The COVID-19 pandemic has created a looming crisis for the state’s healthcare providers. Concerns abound, from medical equipment shortages to a potentially overwhelmed workforce.
As the general public practices social distancing to curb the spread of the virus, solutions for the aforementioned concerns are coming from both everyday citizens, like a business owner who shuts his company to manufacture medical equipment
, to state government.
The latter was most recently represented by the announcement of regulatory changes being made to graduation requirements for nurses. Following a March 30 executive order signed by Gov. Gretchen Whitmer, nursing majors can now graduate upon the completion of their online studies.

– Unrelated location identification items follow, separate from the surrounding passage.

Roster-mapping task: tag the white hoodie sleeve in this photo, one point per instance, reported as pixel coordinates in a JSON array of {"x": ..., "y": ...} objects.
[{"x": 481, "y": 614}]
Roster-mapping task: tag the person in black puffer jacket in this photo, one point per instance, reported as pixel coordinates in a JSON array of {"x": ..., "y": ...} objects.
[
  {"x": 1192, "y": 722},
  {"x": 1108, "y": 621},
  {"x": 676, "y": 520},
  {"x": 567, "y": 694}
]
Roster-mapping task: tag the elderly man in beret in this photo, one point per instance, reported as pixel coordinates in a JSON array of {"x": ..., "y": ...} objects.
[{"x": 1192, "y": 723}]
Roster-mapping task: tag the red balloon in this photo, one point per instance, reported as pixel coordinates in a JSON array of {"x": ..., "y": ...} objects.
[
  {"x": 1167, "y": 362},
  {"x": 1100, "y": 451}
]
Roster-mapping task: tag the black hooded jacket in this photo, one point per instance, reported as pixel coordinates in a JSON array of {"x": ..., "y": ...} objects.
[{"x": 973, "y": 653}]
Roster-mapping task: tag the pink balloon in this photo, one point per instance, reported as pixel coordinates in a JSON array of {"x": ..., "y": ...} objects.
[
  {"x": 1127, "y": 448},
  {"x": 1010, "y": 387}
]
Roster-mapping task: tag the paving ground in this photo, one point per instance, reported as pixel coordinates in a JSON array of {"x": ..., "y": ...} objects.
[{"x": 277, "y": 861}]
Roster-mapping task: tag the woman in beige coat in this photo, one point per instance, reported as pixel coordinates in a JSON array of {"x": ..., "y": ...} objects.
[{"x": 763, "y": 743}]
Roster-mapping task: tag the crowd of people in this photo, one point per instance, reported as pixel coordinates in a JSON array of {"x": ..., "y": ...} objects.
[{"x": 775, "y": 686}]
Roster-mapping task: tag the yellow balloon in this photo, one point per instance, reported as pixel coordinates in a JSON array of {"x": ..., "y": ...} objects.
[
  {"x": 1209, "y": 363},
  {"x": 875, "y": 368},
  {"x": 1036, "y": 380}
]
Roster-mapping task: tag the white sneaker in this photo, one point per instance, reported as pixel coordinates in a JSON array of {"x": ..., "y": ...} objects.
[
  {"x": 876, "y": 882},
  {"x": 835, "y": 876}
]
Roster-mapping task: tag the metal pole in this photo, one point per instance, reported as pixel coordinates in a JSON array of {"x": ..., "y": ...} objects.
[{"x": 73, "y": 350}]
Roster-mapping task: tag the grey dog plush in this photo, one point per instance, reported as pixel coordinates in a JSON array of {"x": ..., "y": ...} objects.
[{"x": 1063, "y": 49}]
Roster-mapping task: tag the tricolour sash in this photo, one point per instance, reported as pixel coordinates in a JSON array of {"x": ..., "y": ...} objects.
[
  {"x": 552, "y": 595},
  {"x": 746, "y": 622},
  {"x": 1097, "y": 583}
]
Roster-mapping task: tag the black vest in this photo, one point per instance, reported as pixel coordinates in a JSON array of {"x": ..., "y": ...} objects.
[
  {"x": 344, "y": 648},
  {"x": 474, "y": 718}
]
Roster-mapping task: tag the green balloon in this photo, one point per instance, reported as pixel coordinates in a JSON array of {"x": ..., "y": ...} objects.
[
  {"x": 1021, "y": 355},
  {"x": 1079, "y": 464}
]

This is good news for both the state and students in the Delta College nursing program, where campus labs and other buildings were closed on March 18.
The school is well-prepared.
"Because of the high level of computerized simulations and scenario-based learning, which are already part of the curriculum, Delta’s nursing program’s ability to convert to 100% online instruction is outpacing that of other educational institutions statewide," says Daisy McQuiston, associate professor and interim nursing coordinator.
The changes, though temporary, mean that approximately 70 students enrolled in Delta’s nursing program will soon be able to join the workforce.
Delta is bolstering its curriculum with case studies, concept maps, virtual simulations, and more to further prepare the students for the workforce.
"This is a productive decision for the students and the community," says Dr. Jean Goodnow, president of Delta College.
"Our soon-to-be graduates will join the workforce at a time of great need in our region, and I am incredibly grateful for the dedicated, caring and exceptional faculty members at Delta who are going above and beyond to ensure that their students are well prepared and confident."